1Wuhan University    2Hefei Comprehensive National Science Center   
Corresponding author.   

A unified framework for mutual reinforcement of motion and geometry,

Zero-shot motion segmentation with 3D spatio-temporal information priori-guided,

Enhanced 4D renconstruction pipeline

Image description

Qulitative Results of Motion Segmentation

Image description

Abstract

The estimation of both motion and geometry from dynamic scenes is an open and underconstrained problem in computer vision. Constrained by the limited availability of co-labeled data, current end-to-end methods consider motion segmentation and geometry estimation as two independent tasks. Existing approaches typically use motion segmentation to facilitate geometric alignment. However, geometry estimation also offers valuable information that can enhance motion segmentation.

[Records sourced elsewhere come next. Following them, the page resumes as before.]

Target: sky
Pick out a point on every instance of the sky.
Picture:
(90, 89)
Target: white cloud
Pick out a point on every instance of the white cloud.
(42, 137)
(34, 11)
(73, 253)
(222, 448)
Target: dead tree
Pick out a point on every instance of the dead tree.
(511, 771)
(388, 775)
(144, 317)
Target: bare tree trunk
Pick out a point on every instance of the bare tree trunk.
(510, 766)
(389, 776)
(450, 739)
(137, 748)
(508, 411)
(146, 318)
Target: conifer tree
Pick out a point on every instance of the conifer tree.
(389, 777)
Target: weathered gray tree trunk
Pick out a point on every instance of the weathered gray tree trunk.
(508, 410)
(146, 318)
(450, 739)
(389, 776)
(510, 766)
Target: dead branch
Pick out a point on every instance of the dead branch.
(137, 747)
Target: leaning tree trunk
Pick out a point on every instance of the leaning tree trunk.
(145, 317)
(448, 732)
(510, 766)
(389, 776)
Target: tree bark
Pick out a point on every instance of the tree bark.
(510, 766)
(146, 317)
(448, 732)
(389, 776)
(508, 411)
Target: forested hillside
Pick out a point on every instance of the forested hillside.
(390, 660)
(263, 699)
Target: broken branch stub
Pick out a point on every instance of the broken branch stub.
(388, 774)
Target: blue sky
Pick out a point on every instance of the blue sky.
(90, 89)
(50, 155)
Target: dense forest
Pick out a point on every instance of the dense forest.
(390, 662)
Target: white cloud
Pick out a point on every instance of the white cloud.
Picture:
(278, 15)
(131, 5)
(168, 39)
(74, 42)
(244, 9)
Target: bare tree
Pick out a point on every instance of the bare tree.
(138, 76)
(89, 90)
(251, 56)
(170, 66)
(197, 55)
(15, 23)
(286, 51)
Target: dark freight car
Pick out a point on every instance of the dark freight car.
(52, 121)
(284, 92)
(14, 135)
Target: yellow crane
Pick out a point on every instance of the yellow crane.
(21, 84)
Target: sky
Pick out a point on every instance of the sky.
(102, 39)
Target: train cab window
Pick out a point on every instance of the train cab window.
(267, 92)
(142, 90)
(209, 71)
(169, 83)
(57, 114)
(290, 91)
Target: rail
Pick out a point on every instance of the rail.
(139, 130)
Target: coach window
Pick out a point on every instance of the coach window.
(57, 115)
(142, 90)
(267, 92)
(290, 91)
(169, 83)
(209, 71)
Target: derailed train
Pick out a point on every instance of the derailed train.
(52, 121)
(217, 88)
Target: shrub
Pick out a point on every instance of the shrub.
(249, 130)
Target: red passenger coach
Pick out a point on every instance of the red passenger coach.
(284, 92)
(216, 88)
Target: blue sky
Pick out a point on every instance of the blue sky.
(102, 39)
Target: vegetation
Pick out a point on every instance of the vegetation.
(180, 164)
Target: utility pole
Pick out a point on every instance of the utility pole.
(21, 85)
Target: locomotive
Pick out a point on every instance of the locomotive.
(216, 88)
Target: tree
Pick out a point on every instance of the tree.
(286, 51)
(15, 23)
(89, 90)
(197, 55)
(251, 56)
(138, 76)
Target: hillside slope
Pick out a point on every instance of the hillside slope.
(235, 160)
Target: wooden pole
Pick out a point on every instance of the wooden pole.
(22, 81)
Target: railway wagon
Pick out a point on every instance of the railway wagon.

This paper proposes a framework that mutually benefits zero-shot motion segmentation and consistent geometric reconstruction. Specifically, 3D spatio-temporal priors are extracted from a geometry-first 4D reconstruction model to guide generalizable motion segmentation. A Dual-Dimension Multi-path Information Fusion (D$^2$MIF) module is designed to fuse complementary 3D and 2D information at multiple scales through a recursive refinement mechanism, thereby improving zero-shot segmentation in complex dynamic scenes include background distraction and object articulations. Subsequently, the refined motion segmentation mask is utilized to more accurately separate the dynamic foreground from the static background during alignment, thus improving the geometric consistency of the 4D reconstruction. The resulting framework produces an integrated output for several downstream video-specific tasks while maintaining efficiency. Experimental results validate the mutual benefits of the proposed framework and its superiority in downstream 4D reconstruction tasks. The generalizability of the motion segmentation model is confirmed through a series of zero-shot evaluations.

Method

Image description

Overview. Overview of the 3D spatio-temporal information priori-guided motion segmentation framework. We feed time-dependent image pairs into the 4D reconstruction model to extract 3D spatio-temporal priors. The D^2MIF (Dual-Dimension Multi-path Information Fusion) module then integrates 2D and 3D spatio-temporal information from multiple paths and recursively fuses spatio-temporal features to generate dynamic segmentation masks. Additionally, our motion segmentation model is incorporated as a plug-and-play sub-module within the existing 4D scene reconstruction pipeline, thereby enhancing reconstruction quality through the use of refined dynamic mask.



Image description

Schematic of enhanced 4D renconstruction pipeline. We construct video graphs from time-continuous video frames using a sliding window approach to form image pairs. For each pair, we predict motion segmentation masks and local pointmaps (top). During batch optimization, an initial globally aligned pointmaps is generated using a Minimum Spanning Tree and rigid registration, followed by iterative optimization via first-order gradient descent (left bottom). Additionally, we optimize the keyframe strategy to enhance global scale consistency in hierarchical optimization (right bottom).